Gençler, demokrasinin gerekliliğine inanmaktadır. Ancak bazı tutum, davranış ve düşüncelerinin demokrasinin gerekleriyle bağdaşmadığının ya da yeterince bağdaşmadığının farkında değildirler. Kültürel farklılıklara şüpheyle yaklaşmak hatta onları bir çatışma kaynağı görmek gençlerin en büyük açmazlarıdır. Gençlerin çoğunluğu olmasa da küçük görülmeyecek bir oranının farklılıkları "ötekileştirme"ye eğilimli olduğu söylenebilir.

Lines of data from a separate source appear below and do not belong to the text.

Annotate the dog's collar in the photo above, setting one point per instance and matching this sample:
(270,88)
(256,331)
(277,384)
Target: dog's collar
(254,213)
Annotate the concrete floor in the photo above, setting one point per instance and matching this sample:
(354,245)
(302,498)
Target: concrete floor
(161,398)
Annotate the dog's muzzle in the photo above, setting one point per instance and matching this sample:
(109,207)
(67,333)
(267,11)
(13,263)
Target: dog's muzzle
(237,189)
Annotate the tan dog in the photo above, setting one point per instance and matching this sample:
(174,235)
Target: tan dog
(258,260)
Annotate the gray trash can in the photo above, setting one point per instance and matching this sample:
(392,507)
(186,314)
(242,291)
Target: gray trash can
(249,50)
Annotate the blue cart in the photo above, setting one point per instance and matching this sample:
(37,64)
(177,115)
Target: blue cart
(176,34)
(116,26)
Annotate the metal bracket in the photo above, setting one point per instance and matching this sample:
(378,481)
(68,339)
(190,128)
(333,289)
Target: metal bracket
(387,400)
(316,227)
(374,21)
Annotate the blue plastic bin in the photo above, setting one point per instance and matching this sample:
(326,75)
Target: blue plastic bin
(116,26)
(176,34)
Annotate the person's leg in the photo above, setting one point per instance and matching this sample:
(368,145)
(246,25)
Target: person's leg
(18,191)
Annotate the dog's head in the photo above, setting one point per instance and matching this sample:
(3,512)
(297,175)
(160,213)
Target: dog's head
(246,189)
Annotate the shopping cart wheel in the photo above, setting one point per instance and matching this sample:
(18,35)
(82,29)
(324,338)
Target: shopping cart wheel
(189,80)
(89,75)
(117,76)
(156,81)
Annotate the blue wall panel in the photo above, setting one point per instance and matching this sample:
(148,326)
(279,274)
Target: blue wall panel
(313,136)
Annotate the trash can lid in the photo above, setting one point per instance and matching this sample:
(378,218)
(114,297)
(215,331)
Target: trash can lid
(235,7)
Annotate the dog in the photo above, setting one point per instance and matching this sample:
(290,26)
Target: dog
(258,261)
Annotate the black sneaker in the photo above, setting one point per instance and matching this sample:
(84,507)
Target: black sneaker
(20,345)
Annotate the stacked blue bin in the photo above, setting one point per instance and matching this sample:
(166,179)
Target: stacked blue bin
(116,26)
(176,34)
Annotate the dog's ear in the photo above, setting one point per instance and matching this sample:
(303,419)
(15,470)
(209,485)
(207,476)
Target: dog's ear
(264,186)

Bu durum hemen gerçekleşmeyecektir. Ama farklılıklarla başka toplumsal koşullarda fiilen bir araya geldiği zaman bu olasılık doğabilir. Hoşgörü, çoğulculuğu da besleyen bir atmosfer oluşturur. Gençlerin düşünce farklılıklarına hoşgörüsü çok yüksek olmakla beraber, farklı kimliklerle yüzyüze, yan yana olma konusunda sorunları olduğu anlaşılmaktadır.

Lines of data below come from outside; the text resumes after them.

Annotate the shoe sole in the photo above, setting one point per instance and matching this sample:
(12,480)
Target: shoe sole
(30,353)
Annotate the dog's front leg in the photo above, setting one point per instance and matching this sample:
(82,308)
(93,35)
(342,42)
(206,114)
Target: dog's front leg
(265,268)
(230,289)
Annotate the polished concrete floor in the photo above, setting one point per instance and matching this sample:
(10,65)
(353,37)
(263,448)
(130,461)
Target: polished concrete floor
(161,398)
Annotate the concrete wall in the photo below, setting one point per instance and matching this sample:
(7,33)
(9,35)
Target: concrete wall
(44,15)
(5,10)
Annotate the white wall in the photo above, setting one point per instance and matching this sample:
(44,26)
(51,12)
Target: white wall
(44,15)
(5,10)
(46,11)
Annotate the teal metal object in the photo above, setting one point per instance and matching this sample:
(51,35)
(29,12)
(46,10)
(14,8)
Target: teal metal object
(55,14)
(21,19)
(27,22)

Farklı düşüncelerin örgütlenmesine yasak konulmasına dahi karşı çıkmaktadır. Ama düşünceden kaynaklanmayan, inanç ya da etnik merkezli farklılıklarla iç içeliği sindirememektedir. Böyle bir toplumsal deneyim sahibi olmamanın da bu tutumun oluşmasında payı büyük olsa gerektir. Gençlerin çok küçük denmeyecek bir kesimi, farklı kimlik alanlarının toplum için güvensizlik potansiyeli taşıdığını değerlendirmektedir.